We spent that day driving around town and finding a good beach to camp on. The next time my parents tried to get the Motor Home started, it wouldn't even turn over. Dad hitchhiked back into town to find a mechanic while Mom emptied out her stash of Tupperware and pots so Jake and I could collect the wildlife on the beach. When Dad finally got back, he and Mom told the guy, "It just won't start for some reason." The man opened up the floor to find a significant gas leak and said, "Well, it's a good thing it didn't because you could've blown yourselves up."

The guy announced that he needed a part to finish the job, one that would cost about $100. Dad gave him the money and off the man drove, leaving us to consider changing our citizenship as we probably would never get home.

After about an hour of anxious waiting Dad began to regret in earnest handing a stranger $100 and expecting him to return with a new part.

“I should have gone with him,” Dad said, shaking his head.

“Yes,” Paul answered. “Then we would only have to pay your ransom once they gag and bind you about a mile down the road and keep you on prisoner’s rations at knife point until we pay them $100,000.”

Dad considered this for a while and finally agreed that losing $100 pales in comparison to being held captive. We had given up all hope. It was a no-win situation.

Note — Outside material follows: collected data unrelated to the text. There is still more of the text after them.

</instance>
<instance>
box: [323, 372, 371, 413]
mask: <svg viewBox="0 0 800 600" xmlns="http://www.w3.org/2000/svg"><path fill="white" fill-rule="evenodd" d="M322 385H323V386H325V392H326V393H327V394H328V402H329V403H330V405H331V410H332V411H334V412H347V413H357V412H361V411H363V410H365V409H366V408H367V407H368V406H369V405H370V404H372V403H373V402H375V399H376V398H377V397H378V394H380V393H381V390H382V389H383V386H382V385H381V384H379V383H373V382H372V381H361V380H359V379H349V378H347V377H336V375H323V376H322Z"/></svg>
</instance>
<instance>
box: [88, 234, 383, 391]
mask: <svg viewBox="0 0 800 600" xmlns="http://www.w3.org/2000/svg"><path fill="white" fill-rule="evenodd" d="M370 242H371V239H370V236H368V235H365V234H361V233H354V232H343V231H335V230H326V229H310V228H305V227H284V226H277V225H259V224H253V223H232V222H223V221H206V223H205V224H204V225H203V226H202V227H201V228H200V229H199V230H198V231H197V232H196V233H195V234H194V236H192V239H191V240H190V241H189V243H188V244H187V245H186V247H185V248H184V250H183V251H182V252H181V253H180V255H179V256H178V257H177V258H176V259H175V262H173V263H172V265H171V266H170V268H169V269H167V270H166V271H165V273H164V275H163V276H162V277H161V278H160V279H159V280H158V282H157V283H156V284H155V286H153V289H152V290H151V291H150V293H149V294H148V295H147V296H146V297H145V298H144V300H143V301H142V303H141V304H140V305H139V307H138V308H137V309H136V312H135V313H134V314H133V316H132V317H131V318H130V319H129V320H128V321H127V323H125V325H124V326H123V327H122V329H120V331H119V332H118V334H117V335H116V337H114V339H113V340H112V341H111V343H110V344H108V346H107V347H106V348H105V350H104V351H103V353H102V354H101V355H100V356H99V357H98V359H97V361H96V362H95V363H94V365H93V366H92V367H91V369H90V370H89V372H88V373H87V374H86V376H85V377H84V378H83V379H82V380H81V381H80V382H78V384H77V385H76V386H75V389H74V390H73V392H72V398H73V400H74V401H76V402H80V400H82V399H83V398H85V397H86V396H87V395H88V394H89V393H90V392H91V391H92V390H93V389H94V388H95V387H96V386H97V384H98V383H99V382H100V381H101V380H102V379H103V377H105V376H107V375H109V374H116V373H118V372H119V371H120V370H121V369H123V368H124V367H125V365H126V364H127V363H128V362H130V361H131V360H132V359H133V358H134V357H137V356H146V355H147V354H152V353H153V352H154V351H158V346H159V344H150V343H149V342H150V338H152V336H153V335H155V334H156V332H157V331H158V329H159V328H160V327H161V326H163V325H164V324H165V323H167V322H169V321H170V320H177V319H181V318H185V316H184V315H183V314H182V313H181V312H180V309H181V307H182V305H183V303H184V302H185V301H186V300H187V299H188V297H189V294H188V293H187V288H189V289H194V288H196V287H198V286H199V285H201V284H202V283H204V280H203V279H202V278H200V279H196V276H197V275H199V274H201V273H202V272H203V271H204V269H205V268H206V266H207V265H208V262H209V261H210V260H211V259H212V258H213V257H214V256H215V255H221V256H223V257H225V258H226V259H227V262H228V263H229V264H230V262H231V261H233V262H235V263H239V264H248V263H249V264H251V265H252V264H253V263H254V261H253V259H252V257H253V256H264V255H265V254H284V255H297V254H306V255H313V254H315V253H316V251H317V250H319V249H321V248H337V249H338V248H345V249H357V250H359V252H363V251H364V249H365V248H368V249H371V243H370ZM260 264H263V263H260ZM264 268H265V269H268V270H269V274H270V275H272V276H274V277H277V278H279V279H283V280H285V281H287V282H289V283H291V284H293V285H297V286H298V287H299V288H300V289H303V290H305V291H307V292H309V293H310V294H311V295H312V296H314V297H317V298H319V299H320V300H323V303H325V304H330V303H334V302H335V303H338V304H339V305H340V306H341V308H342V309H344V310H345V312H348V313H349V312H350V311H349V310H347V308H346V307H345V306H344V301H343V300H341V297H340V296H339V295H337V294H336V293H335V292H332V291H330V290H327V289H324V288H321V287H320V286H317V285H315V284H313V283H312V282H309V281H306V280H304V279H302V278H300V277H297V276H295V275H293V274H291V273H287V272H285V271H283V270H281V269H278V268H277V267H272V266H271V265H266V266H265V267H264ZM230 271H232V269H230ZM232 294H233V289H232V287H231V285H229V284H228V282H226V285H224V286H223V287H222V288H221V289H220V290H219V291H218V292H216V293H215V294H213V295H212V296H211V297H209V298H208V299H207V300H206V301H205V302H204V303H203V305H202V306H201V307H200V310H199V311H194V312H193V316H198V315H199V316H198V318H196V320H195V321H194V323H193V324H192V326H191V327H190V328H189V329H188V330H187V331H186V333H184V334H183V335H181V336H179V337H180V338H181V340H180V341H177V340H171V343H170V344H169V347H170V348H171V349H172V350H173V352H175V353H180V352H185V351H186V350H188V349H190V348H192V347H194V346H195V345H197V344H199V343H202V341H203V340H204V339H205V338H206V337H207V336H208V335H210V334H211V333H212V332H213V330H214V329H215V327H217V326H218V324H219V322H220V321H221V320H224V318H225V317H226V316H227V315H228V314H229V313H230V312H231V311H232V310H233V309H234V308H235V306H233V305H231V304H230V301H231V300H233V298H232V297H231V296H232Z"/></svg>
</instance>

Imagine our amazement and relief when about an hour and a half later, the mechanic pulled up with a friend, part in hand and ready to do some work. Dad looked as though he could’ve kissed him. The mechanic and his friend had the Motor Home up and running within an hour.

The next day was spent filming the first installment of my brother Joel's Indiana Jones spoof, which starred a sombrero-ed Steve as the Mexican villain and Nate as the German villain. Nate was the natural choice for the German villain because a) he owned a leather jacket and b) he could say "Vee've been vaiting for you, Doktor Chones" in a way that made my blood run cold.

Joel (as Indiana Jones) discovered the artifact (an ironwood pig) perched on top of a green glass bottle in the alley between shops. The boys filmed each other running in and out of buildings as the chase scene, which ended with Joel jumping into the getaway car (the Motor Home). The last shot of the day was a fight scene in the sand (Jake and I throwing great handfuls of sand in the air off-camera), but Joel didn't account for the direction of the wind and we ended up ruining the video camera.

After a day at church the next morning, Dad decided we were going to take a drive down to the beach. Of course the Motor Home got stuck in the sand and after probably an hour of pushing and sand flying everywhere, a pretty big crowd of people had gathered around, yelling advice in Spanish and English. Finally a driver in a fancy SUV came to check out the circus and he pulled all of his floor mats out to put under our tires for traction. This worked like a miracle and we drove off the beach to the cheers of the crowd.

The next day we spent driving back across the border when disaster struck again (where else?) in Globe, AZ. Paul was driving and Dad told him to pull up to an auto parts store. Paul pulled right up facing the front window of the store before he realized the Motor Home was stuck in drive, which meant we couldn’t go in reverse. My dad called a tow truck and paid $38 for them to pull us back 20 feet, and a handy fellow inside the store figured out a way to hotwire the Motor Home so we could drive away. Dad, not wanting to turn the engine off for fear we’d never get home again, sat in the parking lot of Taco Bell with his foot jammed on the brake while we ate dinner inside.

When we arrived home to Show Low, it was fairly late. We younger kids went to bed and the older kids sat up with our parents talking about what to do with the Motor Home. Someone made the suggestion to sell the durn thing, and everyone quickly agreed. Dad looked like a hundred pound weight had been taken off his shoulders and said, "I don't think I’ve ever felt more relieved in my entire life."

Dad sold the motor home the next April to my mom’s parents, who sold it to a woman who needed a place to live. The Motor Home—that marvelous piece of machinery that had been our home, our nemesis, the albatross around my dad’s neck—faded quietly out of our lives.